As announced in the statement given to the press yesterday, the present Administration at Washington, with a desire to be of assistance to China and to promote American interests in the Far East, has decided that these purposes may better be served by the adoption of a different and independent policy. As the American group had been ready to serve the Administration in the past, irrespective of the heavy risks involved, so it was disposed to serve the present Administration if so requested. But deferring to the policy now declared, the group has withdrawn entirely from the Chinese loan negotiations and has so advised the European and Japanese banking groups.

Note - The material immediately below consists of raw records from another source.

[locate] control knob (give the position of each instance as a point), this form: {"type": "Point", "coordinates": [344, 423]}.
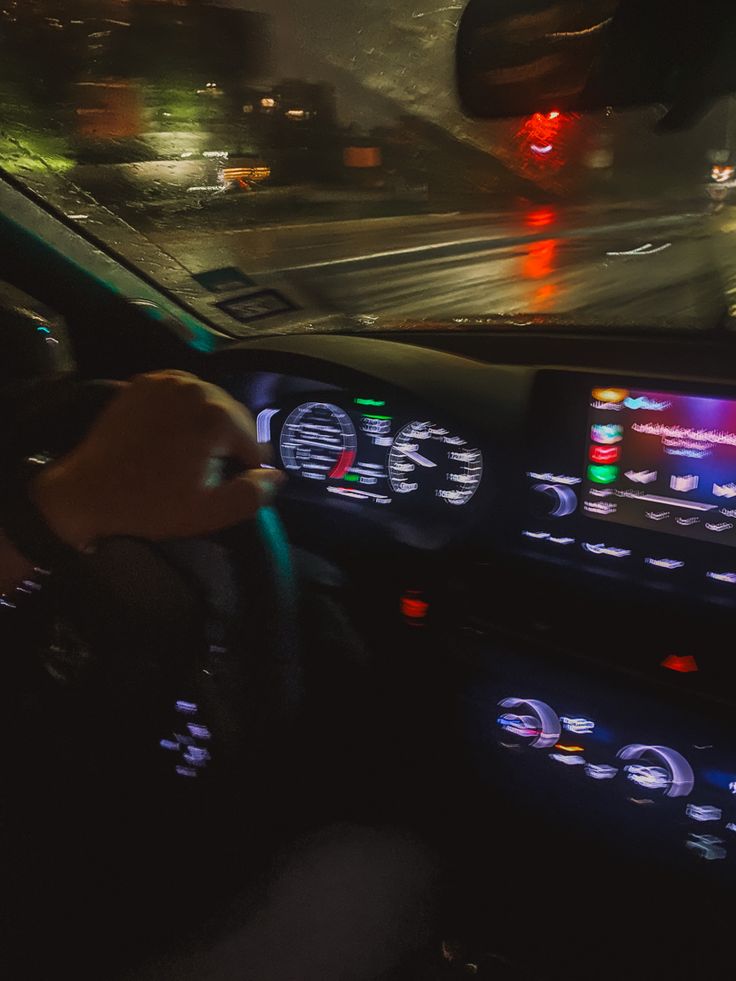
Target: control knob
{"type": "Point", "coordinates": [553, 500]}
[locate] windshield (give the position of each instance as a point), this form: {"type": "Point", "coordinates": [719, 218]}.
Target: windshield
{"type": "Point", "coordinates": [307, 166]}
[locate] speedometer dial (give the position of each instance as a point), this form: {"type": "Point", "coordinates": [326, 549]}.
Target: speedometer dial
{"type": "Point", "coordinates": [318, 440]}
{"type": "Point", "coordinates": [425, 457]}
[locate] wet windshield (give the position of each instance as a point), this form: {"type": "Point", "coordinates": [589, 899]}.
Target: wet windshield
{"type": "Point", "coordinates": [306, 165]}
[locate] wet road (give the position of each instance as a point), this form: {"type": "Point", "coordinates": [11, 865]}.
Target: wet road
{"type": "Point", "coordinates": [639, 264]}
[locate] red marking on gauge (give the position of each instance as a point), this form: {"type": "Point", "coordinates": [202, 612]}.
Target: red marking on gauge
{"type": "Point", "coordinates": [344, 463]}
{"type": "Point", "coordinates": [604, 454]}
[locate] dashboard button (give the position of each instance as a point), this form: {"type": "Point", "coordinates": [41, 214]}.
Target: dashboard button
{"type": "Point", "coordinates": [612, 551]}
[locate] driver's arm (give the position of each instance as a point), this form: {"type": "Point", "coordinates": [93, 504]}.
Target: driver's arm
{"type": "Point", "coordinates": [145, 469]}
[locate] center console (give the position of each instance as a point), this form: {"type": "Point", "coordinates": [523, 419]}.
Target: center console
{"type": "Point", "coordinates": [635, 478]}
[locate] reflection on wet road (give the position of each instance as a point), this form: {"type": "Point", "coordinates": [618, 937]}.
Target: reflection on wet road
{"type": "Point", "coordinates": [601, 265]}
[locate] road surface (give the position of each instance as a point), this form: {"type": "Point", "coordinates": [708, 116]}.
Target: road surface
{"type": "Point", "coordinates": [643, 265]}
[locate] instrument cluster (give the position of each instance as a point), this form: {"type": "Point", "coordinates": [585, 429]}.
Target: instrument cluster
{"type": "Point", "coordinates": [360, 449]}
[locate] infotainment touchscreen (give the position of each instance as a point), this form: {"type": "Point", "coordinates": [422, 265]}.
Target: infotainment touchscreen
{"type": "Point", "coordinates": [662, 461]}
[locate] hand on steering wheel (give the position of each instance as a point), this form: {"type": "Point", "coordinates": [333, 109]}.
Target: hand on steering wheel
{"type": "Point", "coordinates": [145, 469]}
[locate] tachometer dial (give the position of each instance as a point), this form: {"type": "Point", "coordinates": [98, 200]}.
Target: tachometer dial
{"type": "Point", "coordinates": [319, 441]}
{"type": "Point", "coordinates": [428, 458]}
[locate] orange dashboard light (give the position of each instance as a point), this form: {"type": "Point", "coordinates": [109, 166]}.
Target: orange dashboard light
{"type": "Point", "coordinates": [684, 664]}
{"type": "Point", "coordinates": [412, 607]}
{"type": "Point", "coordinates": [610, 394]}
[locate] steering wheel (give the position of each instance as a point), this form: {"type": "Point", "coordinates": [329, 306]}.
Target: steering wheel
{"type": "Point", "coordinates": [174, 685]}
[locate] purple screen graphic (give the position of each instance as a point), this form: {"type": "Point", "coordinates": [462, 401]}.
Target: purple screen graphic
{"type": "Point", "coordinates": [662, 461]}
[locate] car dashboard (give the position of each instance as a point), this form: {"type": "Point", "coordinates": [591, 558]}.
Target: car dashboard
{"type": "Point", "coordinates": [570, 533]}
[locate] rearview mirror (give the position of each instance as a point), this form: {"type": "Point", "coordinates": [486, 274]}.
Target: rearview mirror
{"type": "Point", "coordinates": [515, 57]}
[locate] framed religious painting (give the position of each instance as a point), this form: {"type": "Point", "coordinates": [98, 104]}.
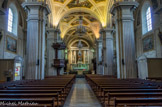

THE FUR SEAL CONVENTION AND THE FIVE-YEAR CLOSED SEASON IMPOSED BY CONGRESS

The Government of the United States after urging in vain for upwards. of twenty years upon the other governments concerned the necessity for prohibiting pelagic sealing by an international agreement in order to protect and preserve the fur seal herds, finally, after difficult and protracted negotiations, prevailed upon Great Britain, Japan, and Russia to enter into the North Pacific Sealing Convention of July 7, 1911,1 by which it is agreed that the citizens and subjects of these four Powers shall be prohibited from engaging in pelagic sealing for a fixed period of fifteen years, and for so long thereafter as by the mutual consent of the parties, the convention continues in force. In order to secure the adherence of Great Britain and Japan to this convention, it was necessary for the United States and Russia, as the owners of the breeding grounds to which the only two fur seal herds of any present importance resort, to agree to share in certain proportions and under certain conditions, with Great Britain and Japan, the annual proceeds of the business derived from the land killing of fur seals on the breeding grounds belonging to the United States and Russia. This agreement, so far as it concerns the United States, is contained in Article X of the convention which reads as follows:

The United States agrees that of the total number of sealskins taken annually under the authority of the United States upon the Pribilof Islands or any other islands or shores of the waters mentioned in Article I subject to the jurisdiction of the United States to which any seal herds hereafter resort, there shall be delivered at the Pribilof Islands at the end of each season fifteen per cent (15%) gross in number and value

1 Printed in SUPPLEMENT, Vol. 5, p. 267.